David Schweikert, a Republican running for Congress in 2010, stands next to a Koch-funded bus tour designed to help elect him. Schweikert won his election and is now a member of Congress.

Republic Report has obtained financial audits showing that the billionaire Koch brothers supported at least $3.9 million in unreported election-related activity in 2010. The documents, reported here for the first time, provide a window into an otherwise secret campaign infrastructure that will likely be reactivated this year.

David and Charles Koch, the billionaire brothers of the Koch Industries business empire, are big election spenders: They dumped millions into negative advertisements against Democrats in the last election, and control a political action committees that has distributed well over $5.2 million in checks to favored politicians over the last two campaign cycles (Koch PAC). But the petrochemical plutocrats spent way more than what has been previously disclosed. Documents obtained by Republic Report shed light on the 2010 midterm election strategies of the Koch political machine, including secret money used to harness Tea Party activists into defeating Democrats.

On the Federal Election Commission disclosure website, you won’t find any big checks written to super PACs by David or Charles Koch. That’s because the brothers prefer nonprofit 501(c) organizations to hide their donations and their political spending.
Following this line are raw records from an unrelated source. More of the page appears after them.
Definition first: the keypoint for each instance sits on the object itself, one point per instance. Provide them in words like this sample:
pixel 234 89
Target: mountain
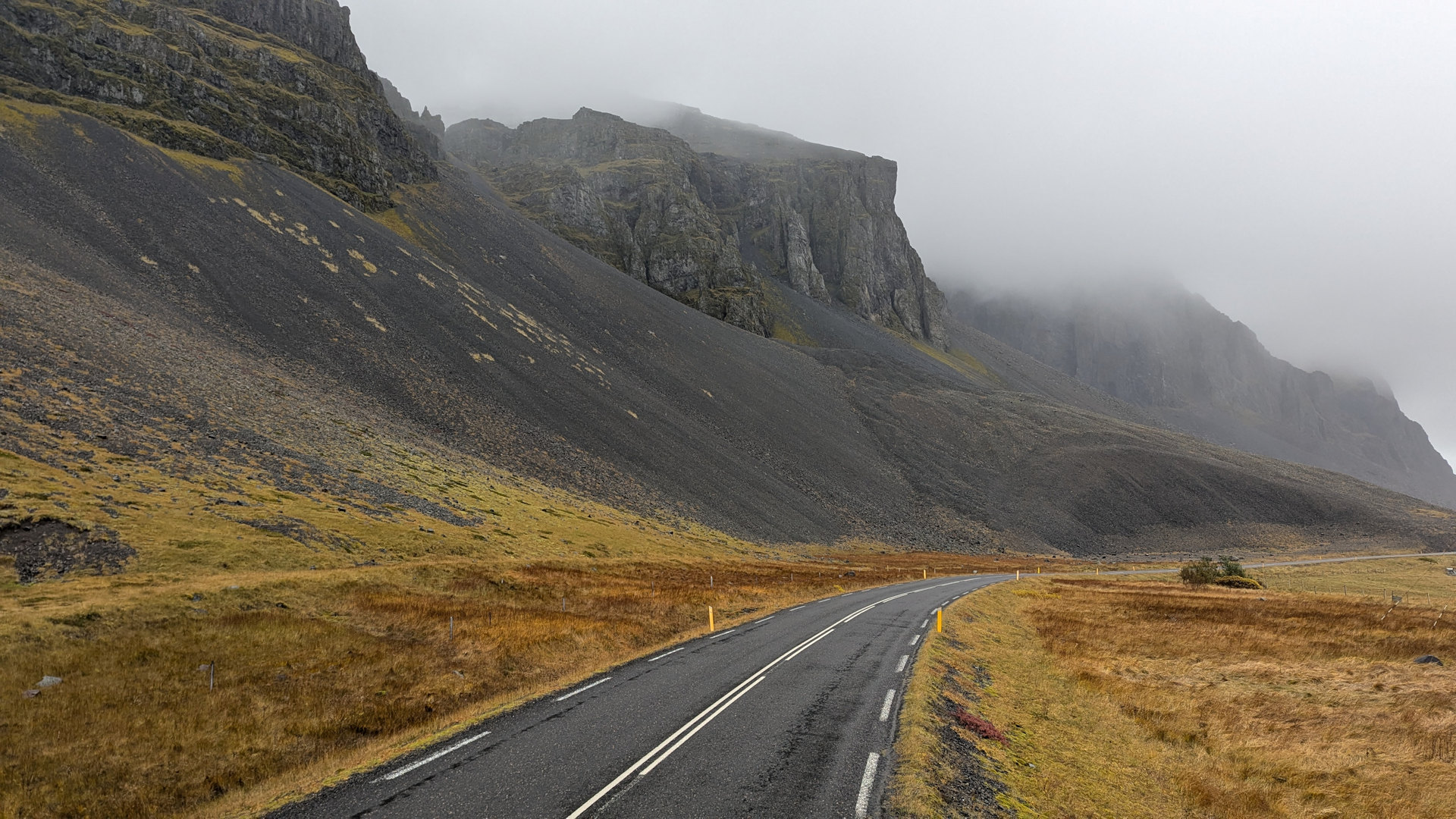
pixel 1175 356
pixel 220 79
pixel 265 315
pixel 711 228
By evading the spirit of campaign disclosure laws, the attacks go on with little accountability from the public.

In 2010, the Koch political network set up multiple bus tours to caravan across the country promoting candidates supported by big business. Former Republican operatives, like Ben Marchi, who had previously worked for the congressional campaign arm of the GOP, were hired to staff these events, which were designed to gain “earned media” for candidates through rallies.

Here’s how it would work. During the election, a bus tour from one of several roving Koch groups (with names like “November is Coming” and “Spending Revolt“) would drive into a city with a competitive congressional election and host the Republican candidate for office. Speakers would denounce the Democratic opponent and President Obama. The Koch operatives at the event, usually employed by the Koch-founded front group Americans for Prosperity, would collect names of the attendees and enter them into a database for get out the vote efforts in the election. So the bus tours would garner positive media in the local press for the candidate, while building up a network to generate votes. Call centers were set up to divert volunteers into Republican campaigns. The most active volunteers were rewarded with $250 Visa gift cards.
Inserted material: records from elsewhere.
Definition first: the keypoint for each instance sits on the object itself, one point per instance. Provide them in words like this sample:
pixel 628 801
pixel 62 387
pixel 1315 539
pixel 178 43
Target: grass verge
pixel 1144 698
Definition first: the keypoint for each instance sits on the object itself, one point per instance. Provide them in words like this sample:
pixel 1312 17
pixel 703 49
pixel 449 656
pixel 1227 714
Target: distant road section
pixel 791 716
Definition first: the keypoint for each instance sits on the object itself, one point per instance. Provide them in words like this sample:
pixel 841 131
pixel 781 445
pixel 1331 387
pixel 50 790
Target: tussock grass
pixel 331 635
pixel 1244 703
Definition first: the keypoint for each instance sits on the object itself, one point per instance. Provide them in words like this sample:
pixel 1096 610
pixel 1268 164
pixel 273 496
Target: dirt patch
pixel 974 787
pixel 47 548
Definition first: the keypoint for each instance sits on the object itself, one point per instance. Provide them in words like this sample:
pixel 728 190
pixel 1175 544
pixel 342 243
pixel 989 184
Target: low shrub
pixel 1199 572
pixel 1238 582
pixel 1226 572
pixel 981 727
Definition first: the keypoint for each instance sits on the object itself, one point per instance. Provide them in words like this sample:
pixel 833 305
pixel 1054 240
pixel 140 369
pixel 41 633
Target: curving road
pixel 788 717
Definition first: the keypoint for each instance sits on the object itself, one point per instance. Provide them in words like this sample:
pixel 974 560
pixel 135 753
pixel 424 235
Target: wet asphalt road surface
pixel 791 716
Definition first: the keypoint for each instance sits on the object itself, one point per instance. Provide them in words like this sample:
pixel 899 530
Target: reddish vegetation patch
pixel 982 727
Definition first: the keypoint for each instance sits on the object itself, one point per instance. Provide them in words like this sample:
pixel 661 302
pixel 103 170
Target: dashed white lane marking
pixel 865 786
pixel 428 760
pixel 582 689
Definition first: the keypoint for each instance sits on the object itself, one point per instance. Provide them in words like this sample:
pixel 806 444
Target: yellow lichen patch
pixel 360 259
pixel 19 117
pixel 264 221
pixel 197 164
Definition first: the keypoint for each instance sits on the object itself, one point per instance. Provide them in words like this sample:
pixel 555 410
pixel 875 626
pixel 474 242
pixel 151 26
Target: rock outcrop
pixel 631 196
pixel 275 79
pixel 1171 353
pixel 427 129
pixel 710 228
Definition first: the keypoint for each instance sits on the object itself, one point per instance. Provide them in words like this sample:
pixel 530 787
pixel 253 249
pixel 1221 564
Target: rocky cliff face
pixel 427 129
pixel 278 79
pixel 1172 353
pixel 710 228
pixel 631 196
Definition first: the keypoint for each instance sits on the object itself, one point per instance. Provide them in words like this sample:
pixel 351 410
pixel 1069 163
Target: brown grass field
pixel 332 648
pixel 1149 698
The elaborate operation — which hit dozens of congressional races with over a hundred political rallies — was never disclosed as political electioneering, and was hardly noticed by the press as an effort to influence the entire shape of Congress by a few billionaires. But Republic Report recovered two financial audits of the Koch-controlled organization that sponsored these bus tours. The documents show earmarked grants to fund these activities. (View the first document here, and the second here).

View a screenshot below, which shows November is Coming received $3.3 million in restricted grants, and Spending Revolt received $600,000. To be sure, these grants show the minimum of the bus tour budgets — not the maximum. The real amount could be much higher:

A leaked audiotape last year revealed that an executive at Koch’s lobbying office in D.C., Kevin Gentry, said that the bus tours were “designed to help in the Congressional races” as part of their “get out the vote” efforts. Gentry, speaking at a resort filled with billionaire hedge fund managers and oilmen, referred to the tours as “Tea Party.”

The documents also uncover the large amount spent attempting to lobby against clean energy and health reform. These two Koch nonprofits spent at least $2,680,878 fighting health reform (with rallies that featured Democratic lawmakers hung in effigy and speakers comparing the Affordable Care Act to the Holocaust).

This year, it’s likely we’ll see a repeat of many of the strategies deployed during the midterm elections. As Mother Jones reported, the Koch nonprofits are quietly paying Tea Party organizers a hefty sum to collect personal information about voters in the Republican primary. Once the nomination is settled, we’ll see the Koch machine kick into gear to defeat President Obama — and it’s quite possible that, like two years ago, almost nothing will be disclosed.